And he that doubteth is damned if he eat, because [he eateth] not of faith: for whatsoever [is] not of faith is sin.
Note 18 at Ro 14:23: The Greek word that was translated "damned" here is "KATAKRINO," and it means "to judge against, i.e. sentence" (Strong's Concordance). This differs from the Greek word "KRINO" that is used in 2Th 2:12 to designate eternal damnation. KATAKRINO, as used in this verse, actually means, "to condemn" (Vine's Expository Dictionary), and it was translated as "condemn" and "condemned" fifteen times in the New Testament. In contrast, KRINO was only translated as "condemn" once (Joh 3:17), "condemned" twice (Joh 3:18), and "condemning" once (Ac 13:27).
Therefore, this verse is not saying that Christians who do something with defiled consciences are eternally damned. Paul was stating that Christians who violate their consciences are going to come under condemnation.

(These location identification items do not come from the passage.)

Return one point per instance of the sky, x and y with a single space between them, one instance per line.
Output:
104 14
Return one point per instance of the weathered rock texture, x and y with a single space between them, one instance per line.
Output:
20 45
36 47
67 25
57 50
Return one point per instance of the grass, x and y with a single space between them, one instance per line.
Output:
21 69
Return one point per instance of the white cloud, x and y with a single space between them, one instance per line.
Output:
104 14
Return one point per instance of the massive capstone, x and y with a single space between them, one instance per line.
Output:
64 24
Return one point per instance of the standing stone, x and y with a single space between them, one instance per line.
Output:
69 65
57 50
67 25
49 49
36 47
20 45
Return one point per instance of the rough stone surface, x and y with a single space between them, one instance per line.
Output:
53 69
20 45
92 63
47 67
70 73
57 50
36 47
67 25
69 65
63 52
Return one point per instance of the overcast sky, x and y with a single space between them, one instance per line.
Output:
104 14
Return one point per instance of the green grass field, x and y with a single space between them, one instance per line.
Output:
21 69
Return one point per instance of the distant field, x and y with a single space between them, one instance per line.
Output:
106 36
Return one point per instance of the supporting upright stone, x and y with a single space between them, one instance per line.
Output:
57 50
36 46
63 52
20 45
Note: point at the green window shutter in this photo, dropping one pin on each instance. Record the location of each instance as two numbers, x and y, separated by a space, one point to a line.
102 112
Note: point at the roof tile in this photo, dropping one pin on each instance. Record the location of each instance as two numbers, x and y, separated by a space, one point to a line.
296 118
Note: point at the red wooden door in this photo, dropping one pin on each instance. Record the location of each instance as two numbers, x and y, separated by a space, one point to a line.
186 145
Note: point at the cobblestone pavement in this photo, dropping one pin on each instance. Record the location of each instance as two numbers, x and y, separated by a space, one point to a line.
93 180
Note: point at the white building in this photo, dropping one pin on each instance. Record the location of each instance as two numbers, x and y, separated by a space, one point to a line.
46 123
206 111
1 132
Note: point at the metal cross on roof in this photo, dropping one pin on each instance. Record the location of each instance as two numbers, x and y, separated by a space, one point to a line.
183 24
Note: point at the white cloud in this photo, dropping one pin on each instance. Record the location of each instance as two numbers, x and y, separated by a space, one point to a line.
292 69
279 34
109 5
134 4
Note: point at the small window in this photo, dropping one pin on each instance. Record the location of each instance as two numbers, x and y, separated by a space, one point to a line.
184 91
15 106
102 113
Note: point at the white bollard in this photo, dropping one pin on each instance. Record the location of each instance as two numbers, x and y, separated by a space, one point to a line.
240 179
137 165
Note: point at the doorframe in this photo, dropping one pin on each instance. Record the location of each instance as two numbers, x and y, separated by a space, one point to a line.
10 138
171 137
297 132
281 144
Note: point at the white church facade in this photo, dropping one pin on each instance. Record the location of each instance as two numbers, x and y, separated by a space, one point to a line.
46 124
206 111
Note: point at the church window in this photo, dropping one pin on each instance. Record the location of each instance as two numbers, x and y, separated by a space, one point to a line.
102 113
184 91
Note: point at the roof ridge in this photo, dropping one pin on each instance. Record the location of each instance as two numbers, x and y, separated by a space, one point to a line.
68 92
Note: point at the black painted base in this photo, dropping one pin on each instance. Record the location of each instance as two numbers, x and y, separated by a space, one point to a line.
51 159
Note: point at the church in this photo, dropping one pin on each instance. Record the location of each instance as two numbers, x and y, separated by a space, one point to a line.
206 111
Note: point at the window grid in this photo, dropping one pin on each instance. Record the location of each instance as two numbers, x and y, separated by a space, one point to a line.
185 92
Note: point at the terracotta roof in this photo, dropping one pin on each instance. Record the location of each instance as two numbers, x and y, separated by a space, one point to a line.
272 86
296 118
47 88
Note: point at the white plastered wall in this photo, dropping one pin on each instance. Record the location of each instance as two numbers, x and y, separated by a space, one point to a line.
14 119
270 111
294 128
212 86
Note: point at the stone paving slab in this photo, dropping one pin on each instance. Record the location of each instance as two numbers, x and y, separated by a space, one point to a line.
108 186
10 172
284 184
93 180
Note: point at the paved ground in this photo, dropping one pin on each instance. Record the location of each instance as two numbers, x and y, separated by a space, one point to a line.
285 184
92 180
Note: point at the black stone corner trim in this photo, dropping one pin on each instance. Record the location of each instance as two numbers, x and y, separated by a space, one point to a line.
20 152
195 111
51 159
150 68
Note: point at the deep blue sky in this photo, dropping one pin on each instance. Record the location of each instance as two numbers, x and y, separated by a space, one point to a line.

Note 19 at Ro 14:23: This verse provides us with a definition of sin that is applicable to all people of all cultures and different religious backgrounds. Any action is sin for us if we don't have faith in its correctness. Thus, until we can settle our doubts, we aren't to do it. This provides an infallible system for determining right and wrong for any individual.